Like many Melburnians, I was originally a critic of the Square, but like them I was proven wrong, and with millions of other people locally and internationally I have since become a real fan of the place. As I write in my history, Federation Square works because it seems to represent the city that many of us like to think Melbourne has become in recent decades – it is modern, quirky, and perhaps most importantly freely accessible to all members of this extraordinarily diverse city.

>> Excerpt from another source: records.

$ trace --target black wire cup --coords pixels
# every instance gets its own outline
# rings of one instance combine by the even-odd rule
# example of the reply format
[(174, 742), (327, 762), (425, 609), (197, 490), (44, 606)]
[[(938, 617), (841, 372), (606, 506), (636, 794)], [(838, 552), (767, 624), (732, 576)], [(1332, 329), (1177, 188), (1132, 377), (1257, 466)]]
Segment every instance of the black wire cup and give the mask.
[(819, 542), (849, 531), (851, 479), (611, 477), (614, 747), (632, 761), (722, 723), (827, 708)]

For much of its short life the Square’s management team has sought to balance the commercial imperatives of keeping it financially viable while ensuring that it doesn’t become just another shopping or tourist "destination". In doing so they've adhered to what I've called the Square’s "founding document" the Civic and Cultural Charter agreed between the Kennett state government and the city council in 1997, which specifies that where there is a clash between commercial imperatives and civic and community uses of the Square, the latter should prevail.
Much of the opposition to the proposed Apple store comes from a sense that this is a reversal of that agreement; that commerce – and in this case the commercial needs of one business in particular – are taking precedence over those of the public. I share this concern.
As a historian of the fortunes of the contemporary city internationally, I also have a very strong view that granting Apple access to this key urban space is a shortsighted move that will have long-term negative implications for Melbourne.
While the current state government might think that capturing one of Apple’s few "global flagship" stores is a stunning international "coup" for Melbourne, and evidence that the city is now a major international player, in fact this controversy suggests exactly the opposite. Genuine global cities are the headquarters of businesses such as Apple rather than branch offices, and cities that have real economic and cultural clout export their original ideas and institutions to the world rather than buy somewhere else’s off the peg.
Federation Square, with its quirky architecture and celebration of dissent and social and cultural difference, is a marker of Melbourne’s emergence in the late 20th century as a diverse cultural centre where ideas and creativity are recognised and rewarded.
To many of us it's also the long sought-after symbol of what we believe the city is and can be. Handing a key part of that symbolic space over to a multinational corporation is not a mark of arrival as a global destination, but evidence that some of our political leaders still suffer from the old "second city syndrome" and are still prepared to do anything, no matter how cringe-worthy, in order to get noticed on the world stage.